Assign to the owner @newhillchan

TalissaDreossi commented 2 years ago

I'm getting a similar error using javascript: the events are raised at the very beginning of the synthesis. Audio offsets are different but still wrong. Are there any update?

pierat commented 2 years ago

@yulin-li Hi, I'm back on this issue : is there a planning for this bug to be solved ? Should really be useful for me to know if we need to continue with manual workaround or if we can plane development using this feature.

Thanks !

yulin-li commented 2 years ago

Hi @pierat, thanks for you patience and I just confirmed with the service engineers, and the ETA of this issue is 5/31.

vk0novalov commented 2 years ago

Hello @yulin-li are there any updates about this feature?
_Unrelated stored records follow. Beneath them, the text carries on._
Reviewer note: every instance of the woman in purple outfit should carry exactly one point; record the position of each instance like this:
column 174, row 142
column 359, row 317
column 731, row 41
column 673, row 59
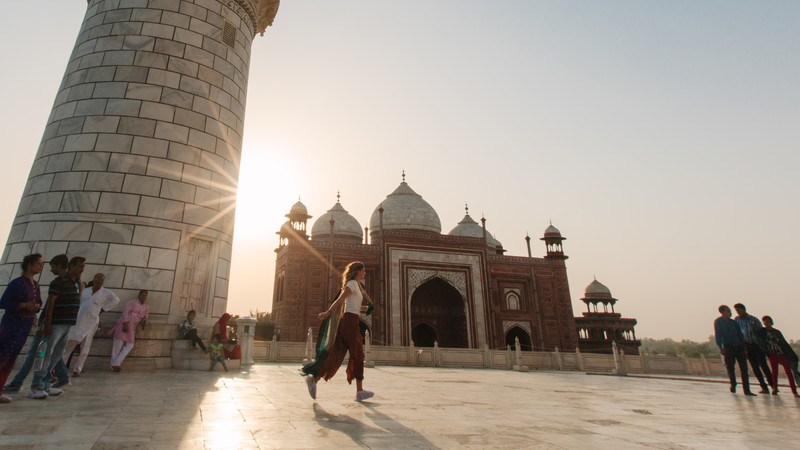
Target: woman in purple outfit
column 21, row 300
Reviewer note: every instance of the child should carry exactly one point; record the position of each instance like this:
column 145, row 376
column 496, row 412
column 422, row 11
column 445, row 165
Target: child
column 216, row 353
column 189, row 331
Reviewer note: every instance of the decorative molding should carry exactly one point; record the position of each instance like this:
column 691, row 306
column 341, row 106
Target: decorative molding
column 267, row 10
column 417, row 277
column 245, row 10
column 509, row 324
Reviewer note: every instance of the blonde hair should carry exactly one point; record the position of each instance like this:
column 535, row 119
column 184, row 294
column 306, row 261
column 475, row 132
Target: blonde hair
column 351, row 271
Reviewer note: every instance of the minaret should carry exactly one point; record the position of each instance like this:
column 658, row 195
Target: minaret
column 138, row 165
column 552, row 239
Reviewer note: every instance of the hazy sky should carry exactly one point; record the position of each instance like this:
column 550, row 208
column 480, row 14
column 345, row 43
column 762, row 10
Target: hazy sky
column 660, row 137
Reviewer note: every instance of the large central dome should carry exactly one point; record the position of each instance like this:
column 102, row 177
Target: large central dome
column 404, row 209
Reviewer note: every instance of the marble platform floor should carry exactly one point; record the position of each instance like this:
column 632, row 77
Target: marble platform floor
column 268, row 406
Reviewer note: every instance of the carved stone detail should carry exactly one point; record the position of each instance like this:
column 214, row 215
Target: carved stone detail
column 416, row 277
column 509, row 324
column 243, row 9
column 267, row 9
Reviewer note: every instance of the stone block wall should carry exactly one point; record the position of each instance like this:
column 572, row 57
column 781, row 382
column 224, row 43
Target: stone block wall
column 138, row 165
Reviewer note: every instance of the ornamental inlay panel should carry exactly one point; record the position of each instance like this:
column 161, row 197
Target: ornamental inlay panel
column 417, row 277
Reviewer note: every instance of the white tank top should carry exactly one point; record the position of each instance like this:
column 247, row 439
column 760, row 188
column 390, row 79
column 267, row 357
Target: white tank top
column 352, row 303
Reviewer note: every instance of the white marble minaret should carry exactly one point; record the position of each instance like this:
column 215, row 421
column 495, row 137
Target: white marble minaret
column 137, row 169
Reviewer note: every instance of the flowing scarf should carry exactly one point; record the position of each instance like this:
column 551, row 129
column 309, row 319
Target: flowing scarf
column 223, row 327
column 325, row 339
column 327, row 334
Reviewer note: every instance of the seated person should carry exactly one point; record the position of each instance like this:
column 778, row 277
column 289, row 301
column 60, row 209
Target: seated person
column 230, row 348
column 189, row 332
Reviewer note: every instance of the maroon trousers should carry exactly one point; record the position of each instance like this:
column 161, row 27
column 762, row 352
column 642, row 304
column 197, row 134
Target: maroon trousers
column 348, row 338
column 774, row 360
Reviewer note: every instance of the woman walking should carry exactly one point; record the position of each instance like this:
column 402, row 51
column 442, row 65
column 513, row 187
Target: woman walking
column 135, row 313
column 340, row 333
column 21, row 300
column 779, row 352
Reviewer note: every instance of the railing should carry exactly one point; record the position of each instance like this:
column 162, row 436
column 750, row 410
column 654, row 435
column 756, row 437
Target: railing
column 508, row 359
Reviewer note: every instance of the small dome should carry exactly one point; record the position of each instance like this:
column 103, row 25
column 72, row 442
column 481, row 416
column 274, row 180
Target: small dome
column 468, row 227
column 344, row 226
column 596, row 289
column 298, row 209
column 404, row 209
column 552, row 231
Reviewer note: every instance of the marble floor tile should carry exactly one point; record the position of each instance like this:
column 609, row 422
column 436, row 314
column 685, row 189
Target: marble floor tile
column 267, row 406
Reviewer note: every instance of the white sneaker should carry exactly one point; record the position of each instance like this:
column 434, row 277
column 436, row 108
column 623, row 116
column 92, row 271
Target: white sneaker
column 55, row 391
column 37, row 394
column 363, row 395
column 312, row 386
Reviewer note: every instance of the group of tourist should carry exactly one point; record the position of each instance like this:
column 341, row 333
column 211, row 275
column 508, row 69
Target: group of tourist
column 69, row 318
column 743, row 339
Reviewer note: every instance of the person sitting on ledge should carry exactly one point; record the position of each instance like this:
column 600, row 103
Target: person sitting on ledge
column 230, row 348
column 189, row 331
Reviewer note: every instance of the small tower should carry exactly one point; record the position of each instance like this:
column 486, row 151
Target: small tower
column 599, row 328
column 552, row 239
column 295, row 227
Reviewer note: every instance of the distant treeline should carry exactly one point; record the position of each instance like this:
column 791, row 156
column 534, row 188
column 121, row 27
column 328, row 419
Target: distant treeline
column 690, row 349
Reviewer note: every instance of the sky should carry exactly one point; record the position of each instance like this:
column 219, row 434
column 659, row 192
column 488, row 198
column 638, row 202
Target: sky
column 659, row 137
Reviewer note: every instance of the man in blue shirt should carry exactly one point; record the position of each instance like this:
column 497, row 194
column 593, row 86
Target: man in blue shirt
column 758, row 361
column 731, row 344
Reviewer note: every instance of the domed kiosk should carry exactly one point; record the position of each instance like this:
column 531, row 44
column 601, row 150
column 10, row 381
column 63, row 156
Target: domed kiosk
column 600, row 326
column 337, row 224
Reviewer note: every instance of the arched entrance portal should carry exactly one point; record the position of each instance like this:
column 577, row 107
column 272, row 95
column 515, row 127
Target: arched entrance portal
column 440, row 307
column 524, row 339
column 423, row 335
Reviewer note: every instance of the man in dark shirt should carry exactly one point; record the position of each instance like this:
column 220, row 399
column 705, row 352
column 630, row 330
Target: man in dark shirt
column 731, row 344
column 63, row 302
column 758, row 361
column 58, row 265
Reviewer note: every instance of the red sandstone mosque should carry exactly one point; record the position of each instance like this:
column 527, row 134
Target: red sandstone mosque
column 457, row 288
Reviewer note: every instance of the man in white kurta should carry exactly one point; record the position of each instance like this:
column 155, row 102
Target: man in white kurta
column 94, row 300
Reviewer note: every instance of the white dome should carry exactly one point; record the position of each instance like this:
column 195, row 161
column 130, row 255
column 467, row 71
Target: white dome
column 299, row 209
column 404, row 209
column 468, row 227
column 551, row 231
column 345, row 225
column 596, row 289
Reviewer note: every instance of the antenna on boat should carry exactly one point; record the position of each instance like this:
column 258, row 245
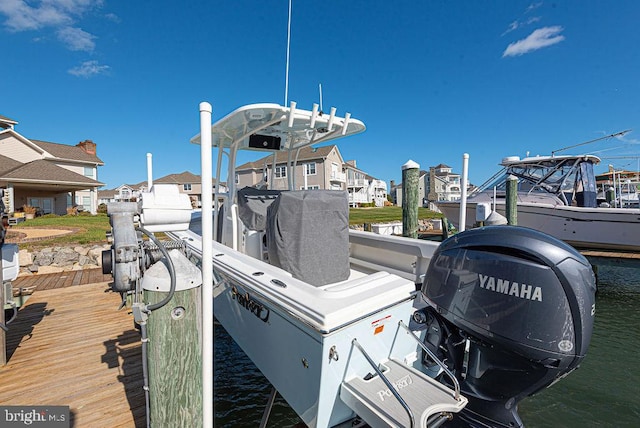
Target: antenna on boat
column 617, row 134
column 286, row 76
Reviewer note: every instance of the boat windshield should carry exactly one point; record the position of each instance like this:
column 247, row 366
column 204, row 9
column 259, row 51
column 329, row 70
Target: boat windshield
column 551, row 176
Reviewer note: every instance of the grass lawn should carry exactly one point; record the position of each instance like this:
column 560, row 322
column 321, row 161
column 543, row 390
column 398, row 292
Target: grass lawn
column 91, row 229
column 385, row 214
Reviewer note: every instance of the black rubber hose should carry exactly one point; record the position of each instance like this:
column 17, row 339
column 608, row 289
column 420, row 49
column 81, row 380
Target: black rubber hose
column 172, row 272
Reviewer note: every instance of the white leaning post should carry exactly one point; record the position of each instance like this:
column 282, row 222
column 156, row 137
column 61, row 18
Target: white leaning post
column 207, row 265
column 463, row 195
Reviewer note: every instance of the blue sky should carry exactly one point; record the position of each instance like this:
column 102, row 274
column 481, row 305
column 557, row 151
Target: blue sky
column 430, row 79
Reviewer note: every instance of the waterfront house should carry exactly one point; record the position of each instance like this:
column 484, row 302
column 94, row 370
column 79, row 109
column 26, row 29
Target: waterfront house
column 440, row 183
column 316, row 168
column 187, row 183
column 49, row 176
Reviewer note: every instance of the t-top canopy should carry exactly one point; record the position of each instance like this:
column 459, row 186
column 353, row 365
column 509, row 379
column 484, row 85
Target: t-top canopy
column 274, row 127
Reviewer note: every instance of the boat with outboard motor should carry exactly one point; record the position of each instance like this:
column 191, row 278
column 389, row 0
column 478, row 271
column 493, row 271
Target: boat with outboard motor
column 556, row 195
column 350, row 326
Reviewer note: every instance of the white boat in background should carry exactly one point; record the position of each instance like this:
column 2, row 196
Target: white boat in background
column 556, row 195
column 350, row 326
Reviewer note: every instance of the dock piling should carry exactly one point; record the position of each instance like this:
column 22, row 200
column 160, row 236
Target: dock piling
column 410, row 196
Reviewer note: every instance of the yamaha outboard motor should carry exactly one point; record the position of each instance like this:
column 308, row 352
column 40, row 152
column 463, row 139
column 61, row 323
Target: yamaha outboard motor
column 511, row 311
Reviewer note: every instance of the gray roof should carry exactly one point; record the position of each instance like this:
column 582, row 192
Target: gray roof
column 7, row 120
column 64, row 151
column 45, row 171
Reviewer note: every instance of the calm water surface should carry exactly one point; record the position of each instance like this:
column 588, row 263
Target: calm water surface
column 603, row 392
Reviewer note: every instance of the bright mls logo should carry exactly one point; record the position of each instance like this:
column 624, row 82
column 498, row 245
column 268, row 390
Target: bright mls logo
column 34, row 416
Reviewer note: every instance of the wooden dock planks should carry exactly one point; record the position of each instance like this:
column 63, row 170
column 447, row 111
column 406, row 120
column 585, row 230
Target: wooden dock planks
column 70, row 278
column 71, row 346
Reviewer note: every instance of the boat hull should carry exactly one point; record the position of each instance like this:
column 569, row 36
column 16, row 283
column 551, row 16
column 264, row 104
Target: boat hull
column 593, row 228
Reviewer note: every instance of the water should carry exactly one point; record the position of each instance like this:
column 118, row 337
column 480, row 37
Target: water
column 603, row 392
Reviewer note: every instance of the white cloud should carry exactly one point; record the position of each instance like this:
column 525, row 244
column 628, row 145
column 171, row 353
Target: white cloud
column 88, row 69
column 76, row 39
column 21, row 16
column 532, row 7
column 539, row 39
column 57, row 14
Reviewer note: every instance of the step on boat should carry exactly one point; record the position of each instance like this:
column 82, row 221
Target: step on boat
column 351, row 327
column 556, row 195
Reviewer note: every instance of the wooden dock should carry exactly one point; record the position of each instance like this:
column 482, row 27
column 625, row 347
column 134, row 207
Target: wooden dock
column 70, row 346
column 612, row 258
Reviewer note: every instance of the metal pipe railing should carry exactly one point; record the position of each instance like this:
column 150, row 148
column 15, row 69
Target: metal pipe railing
column 456, row 384
column 386, row 382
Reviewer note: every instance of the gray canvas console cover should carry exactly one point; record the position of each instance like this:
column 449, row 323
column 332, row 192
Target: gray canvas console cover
column 253, row 204
column 308, row 235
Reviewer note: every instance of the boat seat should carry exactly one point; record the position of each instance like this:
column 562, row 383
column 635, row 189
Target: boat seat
column 252, row 206
column 308, row 235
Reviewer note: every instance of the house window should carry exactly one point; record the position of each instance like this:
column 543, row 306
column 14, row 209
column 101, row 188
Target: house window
column 310, row 168
column 281, row 172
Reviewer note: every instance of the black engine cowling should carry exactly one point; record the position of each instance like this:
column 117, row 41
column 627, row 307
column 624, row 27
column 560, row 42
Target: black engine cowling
column 511, row 311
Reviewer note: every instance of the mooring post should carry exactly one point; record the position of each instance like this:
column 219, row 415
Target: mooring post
column 3, row 336
column 174, row 344
column 512, row 200
column 410, row 196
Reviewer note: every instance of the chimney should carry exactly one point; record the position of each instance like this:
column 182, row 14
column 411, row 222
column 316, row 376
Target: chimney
column 87, row 146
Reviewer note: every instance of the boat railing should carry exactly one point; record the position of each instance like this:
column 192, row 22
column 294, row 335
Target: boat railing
column 444, row 368
column 386, row 381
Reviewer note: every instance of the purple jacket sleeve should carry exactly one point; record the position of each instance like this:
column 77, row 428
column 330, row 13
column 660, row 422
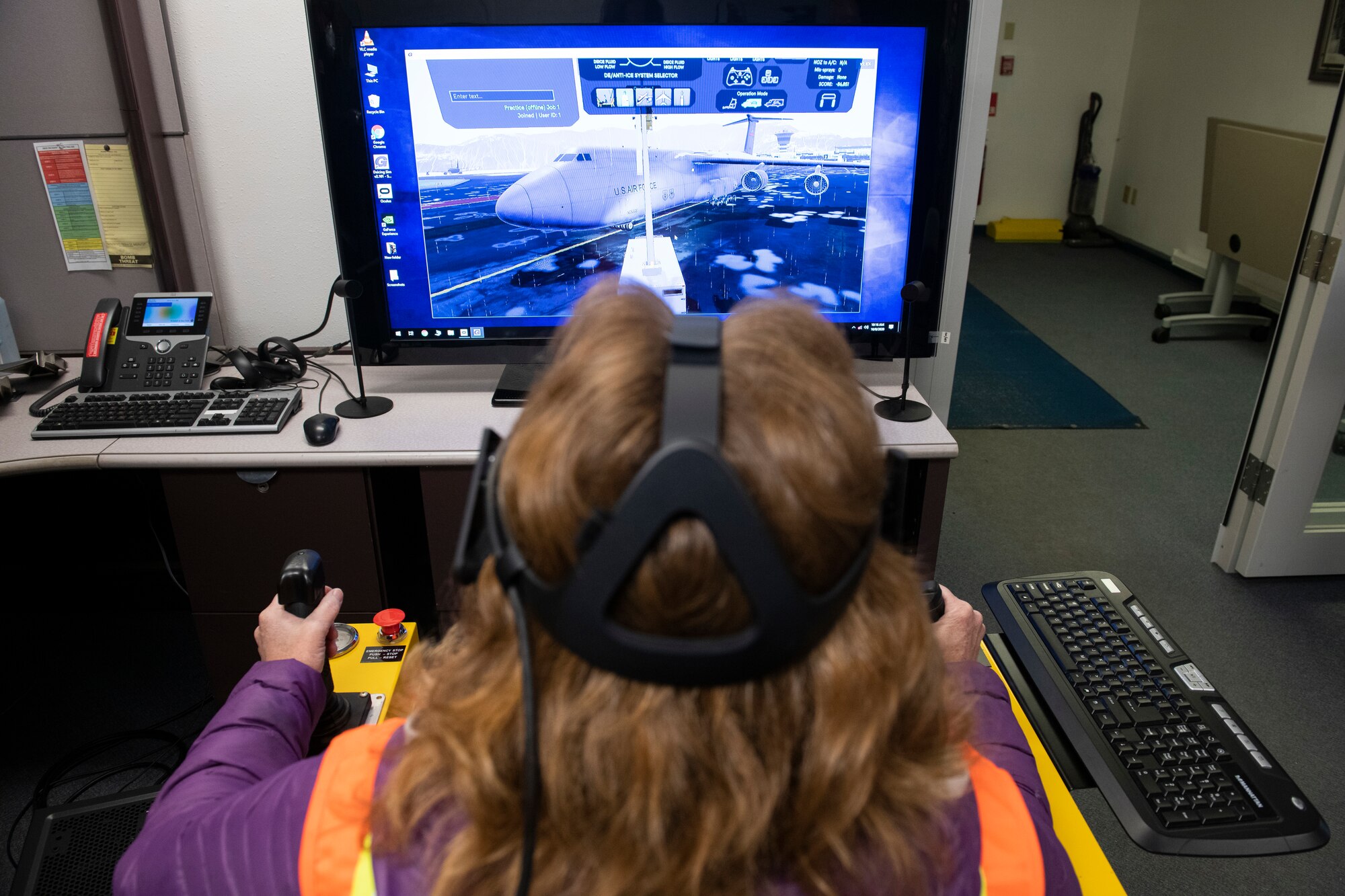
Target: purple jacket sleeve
column 231, row 818
column 997, row 736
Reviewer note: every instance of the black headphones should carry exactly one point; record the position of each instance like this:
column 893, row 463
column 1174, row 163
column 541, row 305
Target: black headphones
column 278, row 361
column 687, row 477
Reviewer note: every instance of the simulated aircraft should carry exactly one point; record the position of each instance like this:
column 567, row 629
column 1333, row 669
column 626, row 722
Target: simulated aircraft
column 605, row 188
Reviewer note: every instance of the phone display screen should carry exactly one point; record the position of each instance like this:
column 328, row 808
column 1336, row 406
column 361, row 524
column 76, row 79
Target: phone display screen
column 171, row 313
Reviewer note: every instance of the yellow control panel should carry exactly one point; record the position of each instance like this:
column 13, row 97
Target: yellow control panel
column 375, row 662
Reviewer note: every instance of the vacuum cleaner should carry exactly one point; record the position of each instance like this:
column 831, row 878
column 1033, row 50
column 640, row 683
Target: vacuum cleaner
column 1081, row 229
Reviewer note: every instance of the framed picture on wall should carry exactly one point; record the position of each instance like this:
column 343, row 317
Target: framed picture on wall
column 1330, row 56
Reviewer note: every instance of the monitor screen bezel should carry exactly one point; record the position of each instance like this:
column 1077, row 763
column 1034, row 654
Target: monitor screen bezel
column 333, row 26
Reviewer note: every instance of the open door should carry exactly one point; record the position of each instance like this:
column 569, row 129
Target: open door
column 1286, row 514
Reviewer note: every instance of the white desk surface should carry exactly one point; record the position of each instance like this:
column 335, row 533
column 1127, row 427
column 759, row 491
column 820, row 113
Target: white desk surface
column 436, row 420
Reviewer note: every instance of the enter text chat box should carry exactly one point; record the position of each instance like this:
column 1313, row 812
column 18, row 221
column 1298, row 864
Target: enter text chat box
column 505, row 93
Thanks!

pankopon commented 2 years ago

I tested this today with the exact code from https://github.com/Azure-Samples/cognitive-services-speech-sdk/issues/1245#issue-988451704 and Speech SDK 1.22.0, using northeurope region. The resulting audio offsets match the generated audio (if it's written to a file and viewed e.g. in Audacity):

Bookmark flower_1 reached. Audio offset: 737ms.
Bookmark flower_2 reached. Audio offset: 1250ms.

So the issue seems to be fixed by now. To be closed if there are no other pending items soon.

pankopon commented 2 years ago

Closed as resolved, please open a new issue if further support is needed.